Most of the investors are not aware of how income tax is calculated and the basic understanding of tax related concepts when they start their career. In this guide, you will learn how to calculate income tax in a very simple and easy to understand way without involving any complicated jargons.
What is Income tax?
Income tax is a tax imposed by the government on the income of an individual in every financial year. To calculate your income, all the income sources like salary, business income, rent, dividends, etc are considered. Every citizen of the nation or even a non-residential individual also has to pay this tax to the government if he is earning any income in India.
The govt of any country has various kinds of expenses like paying pension to govt employees, building roads and infrastructure, start various schemes for the citizens benefit etc etc. For all this, they need money and income tax is one of the ways for the govt to earn the money.
The same money eventually is used to run the nation and its development. So when we pay the income tax, we get back various facilities like roads, public parks, and poor people also get various free services in health and education.
Every individual, who has yearly income more than a limit (current limit of 2018-19 is 2,50,000 per year) has to pay some part of their earning as tax to the Income-tax Department.
How to calculate income tax?
Calculating income tax is a little detailed, but simple procedure and it depends on 2 basic factors.
- Taxable income
- Age Slab
Let’s see the first factor i.e. taxable income.
What is taxable income?
Tax is paid on “Taxable Income” and not your full income. There is something called “Exemptions” and “Deductions” which are reduced from your income to arrive at “Taxable Income”. Formula to calculate taxable income is given below:
#1: What is Gross income?
Gross income is your total earning. It is the entire amount of your income without any deduction or exemptions. Gross income is not only your salaried income. It is the income you earn from all your earning sources.
For example: In one month, If you earn Rs.50,000 as salary, Rs 25,000 from your house rent and Rs.20,000 from your other business.
Then your gross monthly income will be : 50,000 + 25,000 + 20,000 = Rs. 95,000
There are various sources of income which are classified into 5 categories. The categories are called 5 heads of income.
5 heads of Income:
Each and every source of earning from where you are getting money is considered as your income. There are 5 main sources which are also called as 5 heads of income which are considered as the main income sources. These 5 heads are as bellow:
Let me tell about these sources in detail.
1. Income from salary
The first head is “Income from Salary”, so if you are a salaried employee, then your whole year salary has to be added, less exempt HRA and other perquisites (covered below in this article) which are allowed to be tax-exempt. So, this amount is to be shown under the head of the salary. It does not matter if you are a govt employee or work in the private sector.
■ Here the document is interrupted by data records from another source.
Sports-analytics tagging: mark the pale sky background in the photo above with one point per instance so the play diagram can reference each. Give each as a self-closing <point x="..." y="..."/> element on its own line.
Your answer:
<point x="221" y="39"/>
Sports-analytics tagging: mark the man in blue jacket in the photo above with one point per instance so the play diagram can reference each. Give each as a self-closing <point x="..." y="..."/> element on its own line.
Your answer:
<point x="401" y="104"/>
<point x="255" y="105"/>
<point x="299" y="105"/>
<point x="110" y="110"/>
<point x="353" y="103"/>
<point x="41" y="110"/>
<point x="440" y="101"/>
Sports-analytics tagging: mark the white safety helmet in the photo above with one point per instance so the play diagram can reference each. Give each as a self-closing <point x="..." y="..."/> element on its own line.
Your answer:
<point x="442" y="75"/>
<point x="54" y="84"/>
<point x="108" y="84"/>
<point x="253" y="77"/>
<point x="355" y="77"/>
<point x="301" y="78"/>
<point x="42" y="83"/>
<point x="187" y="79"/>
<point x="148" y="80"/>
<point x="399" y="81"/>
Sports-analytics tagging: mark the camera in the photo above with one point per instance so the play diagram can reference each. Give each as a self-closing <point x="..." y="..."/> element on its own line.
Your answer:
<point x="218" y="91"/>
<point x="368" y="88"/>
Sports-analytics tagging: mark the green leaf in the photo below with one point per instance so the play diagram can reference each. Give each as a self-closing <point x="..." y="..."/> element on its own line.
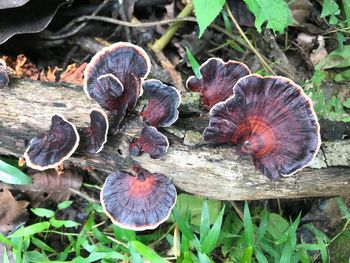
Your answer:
<point x="64" y="204"/>
<point x="194" y="64"/>
<point x="346" y="103"/>
<point x="31" y="230"/>
<point x="135" y="256"/>
<point x="42" y="245"/>
<point x="343" y="208"/>
<point x="277" y="225"/>
<point x="189" y="203"/>
<point x="147" y="252"/>
<point x="4" y="240"/>
<point x="266" y="11"/>
<point x="182" y="224"/>
<point x="248" y="226"/>
<point x="330" y="7"/>
<point x="12" y="175"/>
<point x="205" y="225"/>
<point x="211" y="239"/>
<point x="247" y="255"/>
<point x="206" y="11"/>
<point x="43" y="212"/>
<point x="66" y="223"/>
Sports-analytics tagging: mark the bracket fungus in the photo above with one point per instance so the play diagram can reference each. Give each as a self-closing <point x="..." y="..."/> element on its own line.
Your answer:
<point x="150" y="141"/>
<point x="270" y="118"/>
<point x="139" y="202"/>
<point x="96" y="133"/>
<point x="218" y="79"/>
<point x="55" y="146"/>
<point x="163" y="101"/>
<point x="114" y="77"/>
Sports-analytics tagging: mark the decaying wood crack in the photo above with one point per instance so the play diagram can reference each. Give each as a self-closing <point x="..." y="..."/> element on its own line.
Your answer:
<point x="218" y="173"/>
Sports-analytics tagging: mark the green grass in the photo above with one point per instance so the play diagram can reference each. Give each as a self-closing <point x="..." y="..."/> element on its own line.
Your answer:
<point x="261" y="236"/>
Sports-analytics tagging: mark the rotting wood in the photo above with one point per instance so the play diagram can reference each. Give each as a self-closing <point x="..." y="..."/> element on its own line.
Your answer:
<point x="27" y="107"/>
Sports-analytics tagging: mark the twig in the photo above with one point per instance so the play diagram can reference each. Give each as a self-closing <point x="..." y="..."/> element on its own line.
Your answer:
<point x="164" y="40"/>
<point x="115" y="22"/>
<point x="261" y="59"/>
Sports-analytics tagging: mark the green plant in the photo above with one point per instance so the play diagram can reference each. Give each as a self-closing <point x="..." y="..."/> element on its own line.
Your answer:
<point x="12" y="175"/>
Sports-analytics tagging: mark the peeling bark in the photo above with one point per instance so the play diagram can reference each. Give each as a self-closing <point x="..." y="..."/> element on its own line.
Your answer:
<point x="27" y="107"/>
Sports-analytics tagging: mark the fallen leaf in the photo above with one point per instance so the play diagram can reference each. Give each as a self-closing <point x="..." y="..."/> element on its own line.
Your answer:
<point x="47" y="185"/>
<point x="73" y="74"/>
<point x="319" y="53"/>
<point x="49" y="75"/>
<point x="12" y="212"/>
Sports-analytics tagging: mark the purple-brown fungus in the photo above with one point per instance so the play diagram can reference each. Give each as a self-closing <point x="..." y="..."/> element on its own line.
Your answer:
<point x="271" y="119"/>
<point x="138" y="202"/>
<point x="218" y="79"/>
<point x="150" y="141"/>
<point x="55" y="146"/>
<point x="114" y="77"/>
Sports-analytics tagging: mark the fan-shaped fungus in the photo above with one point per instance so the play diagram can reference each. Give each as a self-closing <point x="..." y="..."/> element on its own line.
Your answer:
<point x="55" y="146"/>
<point x="218" y="79"/>
<point x="270" y="118"/>
<point x="138" y="202"/>
<point x="114" y="77"/>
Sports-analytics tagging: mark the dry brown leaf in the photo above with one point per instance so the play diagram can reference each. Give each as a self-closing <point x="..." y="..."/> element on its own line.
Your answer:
<point x="319" y="53"/>
<point x="73" y="74"/>
<point x="49" y="75"/>
<point x="47" y="185"/>
<point x="12" y="212"/>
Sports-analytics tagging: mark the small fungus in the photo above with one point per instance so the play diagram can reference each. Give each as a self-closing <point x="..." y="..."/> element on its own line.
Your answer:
<point x="218" y="79"/>
<point x="270" y="118"/>
<point x="114" y="77"/>
<point x="55" y="146"/>
<point x="150" y="141"/>
<point x="96" y="133"/>
<point x="163" y="101"/>
<point x="139" y="202"/>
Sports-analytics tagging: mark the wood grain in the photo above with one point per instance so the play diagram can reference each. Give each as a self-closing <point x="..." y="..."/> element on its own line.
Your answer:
<point x="27" y="107"/>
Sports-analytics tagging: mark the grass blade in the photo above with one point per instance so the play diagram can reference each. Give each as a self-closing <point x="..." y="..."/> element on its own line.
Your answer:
<point x="248" y="226"/>
<point x="212" y="238"/>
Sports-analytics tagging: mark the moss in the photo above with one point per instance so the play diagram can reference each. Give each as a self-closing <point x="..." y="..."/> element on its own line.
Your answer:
<point x="193" y="138"/>
<point x="340" y="249"/>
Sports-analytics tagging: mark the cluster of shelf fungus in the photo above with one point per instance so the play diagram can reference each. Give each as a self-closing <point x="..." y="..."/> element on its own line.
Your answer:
<point x="269" y="118"/>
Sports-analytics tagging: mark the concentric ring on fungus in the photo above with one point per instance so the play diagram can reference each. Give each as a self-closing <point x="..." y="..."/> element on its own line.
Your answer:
<point x="270" y="118"/>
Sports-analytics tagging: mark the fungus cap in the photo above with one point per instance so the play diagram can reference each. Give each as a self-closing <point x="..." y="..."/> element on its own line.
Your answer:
<point x="218" y="79"/>
<point x="163" y="101"/>
<point x="150" y="141"/>
<point x="97" y="131"/>
<point x="55" y="146"/>
<point x="138" y="202"/>
<point x="270" y="118"/>
<point x="114" y="76"/>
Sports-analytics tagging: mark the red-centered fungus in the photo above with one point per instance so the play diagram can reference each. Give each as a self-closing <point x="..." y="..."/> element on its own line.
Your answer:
<point x="96" y="133"/>
<point x="218" y="79"/>
<point x="114" y="77"/>
<point x="163" y="101"/>
<point x="270" y="118"/>
<point x="150" y="141"/>
<point x="55" y="146"/>
<point x="138" y="202"/>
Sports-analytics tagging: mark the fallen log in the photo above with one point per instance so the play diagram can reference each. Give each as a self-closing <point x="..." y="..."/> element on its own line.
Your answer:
<point x="27" y="107"/>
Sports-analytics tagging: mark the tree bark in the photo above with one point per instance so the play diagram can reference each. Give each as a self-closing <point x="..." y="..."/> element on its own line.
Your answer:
<point x="219" y="173"/>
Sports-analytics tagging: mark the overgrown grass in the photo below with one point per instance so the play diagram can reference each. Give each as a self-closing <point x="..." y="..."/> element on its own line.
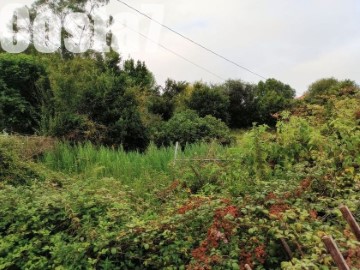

2. Income from house property:
If you have a property and you have given it on rent, then all the rent earned in a year will be considered as your “Income from House Property”.
3. Income from profit or gains from business:
If you have your own business, then all the profits you generate from that business will be considered under this head. For example, if you have a shop, and your revenue is 5 lacs a year, but your expenses in shop is 3 lacs, then your profit is Rs 2 lacs. This 2 lacs will be considered as your income under this head.
4. Income from Capital Gains:
Capital assets can be simply defined as the property you own, which includes Stocks, mutual funds, real estate, gold, etc. So the profit you earn through the sale of these assets is considered as a capital gain and it will be taxable depending upon the class of asset from which capital gain occurred. For example gain on capital assets like equity stocks or equity mutual funds is taxable at 10% above Rs 1 lacs profits in a financial year.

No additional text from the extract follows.